In the present study, a major QTL for heading time was identified in a wheat RIL population using a combination of BSA and genetic mapping. Development of molecular markers for Vrn-B1 suggested that a large deletion in the first intron was partially responsible for heading time variation in the RIL population. Additionally, our results also revealed several important genes and pathways associated with flowering. The molecular markers for VRN-B1 developed in this study will be deployed for marker assisted breeding programs to optimize heading time, and the candidate DEGs associated with Vrn-B1 gene regulation help us to better understand the molecular function of heading-related pathways in wheat.

Methods

Plant materials and phenotypic analysis

The early heading mutant (eh1) was obtained by mutagenesis of dry seeds of spring wheat line Zhongyuan9 with 284 Gy γ-ray irradiation. The eh1 mutant was crossed with a late heading Chinese elite cultivar, Lunxuan987 (LX987), to produce F6:7 recombinant inbred lines (RILs) by single-seed descent. Zhongyuan9 wheat lines and the eh1 were created in our lab, and the seeds of LX987 were kindly provided by Binghua Liu (Institute of Crop Sciences, Chinese Academy of Agricultural Sciences). The RIL population (400 lines) and parent lines were sown at the Zhongpuchang station of the Institute of Crop Sciences, Chinese Academy of Agricultural Sciences (Beijing, China) and grown under well-managed field conditions. Each line was planted with 15 plants in a row of 1 m. The heading time of each RIL was recorded from 3 years’ experiment of 2016 to 2018 when two thirds of the plants in a line were headed and more than half of the spikes had emerged.

BSR-Seq analysis

When the early heading RILs were beginning to heading, young spikes from extremely early and late heading RILs, and two parents were flash frozen in liquid nitrogen and then stored at − 80 °C. In total, 21 early heading and 22 late heading lines were used. RNA was extracted from these lines using TRNzol-A+ Reagent (Tiangen Biotech, China). RNA samples were treated with DNase I (Takara) and cleaned using an RNA purification kit (Tiangen Biotech). An equal amount of RNA from each line was mixed to construct early and late heading bulks. The RNA quality was assessed using both a NanoDrop™ One (Thermo Scientific) and a Bioanalyzer 2100 system (Agilent Technologies). A total of 4 cDNA libraries, including two parents and two bulks, were successfully constructed using the NEBNext® Ultra™ RNA Library Prep Kit for Illumina® (NEB). RNA sequencing was carried out on an Illumina HiSeq platform according to the manufacturer’s protocol and 150 bp paired-end reads were generated (Biomarker Technologies Corporation, Beijing). After removing low-quality reads, reads with adapters or those with more than 10% unidentified nucleotides from raw data, a total of 54.71 Gb of clean reads were obtained.
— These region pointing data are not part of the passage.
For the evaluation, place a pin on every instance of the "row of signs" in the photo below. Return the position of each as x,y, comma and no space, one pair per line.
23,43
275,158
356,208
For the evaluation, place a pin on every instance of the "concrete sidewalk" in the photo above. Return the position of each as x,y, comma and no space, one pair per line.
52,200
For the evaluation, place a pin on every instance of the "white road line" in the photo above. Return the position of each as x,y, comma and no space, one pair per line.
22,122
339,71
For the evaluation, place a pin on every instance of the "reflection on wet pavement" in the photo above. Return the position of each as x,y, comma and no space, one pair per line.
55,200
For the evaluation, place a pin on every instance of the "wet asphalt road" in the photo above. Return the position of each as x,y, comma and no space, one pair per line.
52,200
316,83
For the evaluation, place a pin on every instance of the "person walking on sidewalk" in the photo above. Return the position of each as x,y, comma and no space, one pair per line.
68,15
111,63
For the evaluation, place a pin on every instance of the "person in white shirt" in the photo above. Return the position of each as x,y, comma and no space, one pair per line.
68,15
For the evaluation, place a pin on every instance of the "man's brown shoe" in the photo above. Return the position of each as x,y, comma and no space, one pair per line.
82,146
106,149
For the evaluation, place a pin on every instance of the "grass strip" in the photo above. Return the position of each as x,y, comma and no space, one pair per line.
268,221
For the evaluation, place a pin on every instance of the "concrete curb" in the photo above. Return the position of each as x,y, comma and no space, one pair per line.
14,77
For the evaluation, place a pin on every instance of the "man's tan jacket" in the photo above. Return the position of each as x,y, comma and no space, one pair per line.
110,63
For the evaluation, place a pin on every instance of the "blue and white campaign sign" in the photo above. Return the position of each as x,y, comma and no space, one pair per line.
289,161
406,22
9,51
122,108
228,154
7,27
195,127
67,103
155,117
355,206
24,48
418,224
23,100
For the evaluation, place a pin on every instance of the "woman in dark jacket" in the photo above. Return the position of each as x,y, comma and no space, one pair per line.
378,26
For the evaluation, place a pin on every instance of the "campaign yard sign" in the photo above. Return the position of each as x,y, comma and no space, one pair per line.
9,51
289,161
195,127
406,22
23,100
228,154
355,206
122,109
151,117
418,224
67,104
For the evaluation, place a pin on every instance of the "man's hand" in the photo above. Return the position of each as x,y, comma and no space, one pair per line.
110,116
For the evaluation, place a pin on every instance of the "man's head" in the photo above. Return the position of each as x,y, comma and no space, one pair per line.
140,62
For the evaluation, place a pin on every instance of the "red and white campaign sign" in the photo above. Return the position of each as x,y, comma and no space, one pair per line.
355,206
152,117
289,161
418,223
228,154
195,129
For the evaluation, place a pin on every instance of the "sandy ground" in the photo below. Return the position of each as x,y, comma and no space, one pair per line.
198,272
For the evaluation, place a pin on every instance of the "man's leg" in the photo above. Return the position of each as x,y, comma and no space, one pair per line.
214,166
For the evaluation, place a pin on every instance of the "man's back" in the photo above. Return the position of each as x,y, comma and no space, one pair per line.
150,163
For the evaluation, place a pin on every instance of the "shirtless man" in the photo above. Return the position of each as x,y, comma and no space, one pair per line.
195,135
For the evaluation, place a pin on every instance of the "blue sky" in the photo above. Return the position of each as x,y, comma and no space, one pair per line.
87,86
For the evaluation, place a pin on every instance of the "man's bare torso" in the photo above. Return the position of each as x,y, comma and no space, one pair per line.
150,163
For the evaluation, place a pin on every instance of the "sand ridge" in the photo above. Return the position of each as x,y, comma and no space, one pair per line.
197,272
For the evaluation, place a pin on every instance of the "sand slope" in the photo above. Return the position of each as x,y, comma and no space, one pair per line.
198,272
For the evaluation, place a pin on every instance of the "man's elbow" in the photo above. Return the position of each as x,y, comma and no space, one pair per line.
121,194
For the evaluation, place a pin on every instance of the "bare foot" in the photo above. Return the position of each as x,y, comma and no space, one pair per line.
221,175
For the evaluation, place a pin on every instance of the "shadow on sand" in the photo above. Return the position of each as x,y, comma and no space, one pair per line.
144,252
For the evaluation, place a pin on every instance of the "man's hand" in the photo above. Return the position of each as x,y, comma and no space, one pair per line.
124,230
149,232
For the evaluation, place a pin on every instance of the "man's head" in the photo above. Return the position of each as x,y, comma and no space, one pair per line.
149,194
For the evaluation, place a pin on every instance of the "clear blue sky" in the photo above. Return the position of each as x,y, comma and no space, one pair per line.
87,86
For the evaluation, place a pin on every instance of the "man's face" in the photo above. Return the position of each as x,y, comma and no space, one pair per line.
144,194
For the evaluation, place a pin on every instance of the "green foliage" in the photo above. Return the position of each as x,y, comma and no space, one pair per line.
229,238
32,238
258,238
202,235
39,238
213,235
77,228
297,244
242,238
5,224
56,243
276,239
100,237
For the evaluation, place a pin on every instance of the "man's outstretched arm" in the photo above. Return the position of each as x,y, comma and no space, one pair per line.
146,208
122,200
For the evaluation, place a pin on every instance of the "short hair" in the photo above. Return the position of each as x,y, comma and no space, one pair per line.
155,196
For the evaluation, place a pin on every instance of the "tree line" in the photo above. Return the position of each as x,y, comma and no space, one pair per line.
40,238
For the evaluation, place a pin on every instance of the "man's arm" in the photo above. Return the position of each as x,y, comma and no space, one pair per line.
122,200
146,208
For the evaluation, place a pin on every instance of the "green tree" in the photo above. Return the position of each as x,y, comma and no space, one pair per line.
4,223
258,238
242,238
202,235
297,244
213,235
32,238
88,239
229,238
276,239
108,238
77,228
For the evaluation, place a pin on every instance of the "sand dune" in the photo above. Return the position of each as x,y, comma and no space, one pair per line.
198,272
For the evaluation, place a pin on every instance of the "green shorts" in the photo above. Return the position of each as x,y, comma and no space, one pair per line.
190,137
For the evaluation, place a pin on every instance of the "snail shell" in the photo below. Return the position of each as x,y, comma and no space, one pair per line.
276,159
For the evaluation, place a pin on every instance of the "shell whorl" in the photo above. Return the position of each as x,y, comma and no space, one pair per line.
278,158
The detailed information of number of reads per library, Q30 and GC content were shown in Table S8. The clean reads were then aligned to the reference genome Chinese Spring wheat v1.0 released by the International Wheat Genome Sequencing Consortium (IWGSC) (http://www.wheatgenome.org/) using STAR software with default parameters [53]. Duplicates were excluded based on their position in the reference genome using Picard (https://sourceforge.net/projects/picard/). Local realignments, base recalibration, and SNP calling was conducted using GATK software [54]. High-quality SNPs were obtained according to the following filtering criteria: (i) loci were removed if multiple alleles exist; (ii) SNP loci with reads support < 4 were filtered out; (iii) SNPs with the same genotype in bulks were excluded; (iv) SNPs from late heading bulks that differed from the late heading parent were discarded. The sequencing datasets generated in this study are deposited in the National Centre for Biotechnology Information (NCBI) under the BioProject ID PRJNA517367 with the Sequence Read Achieve (SRA) accession SRP182626.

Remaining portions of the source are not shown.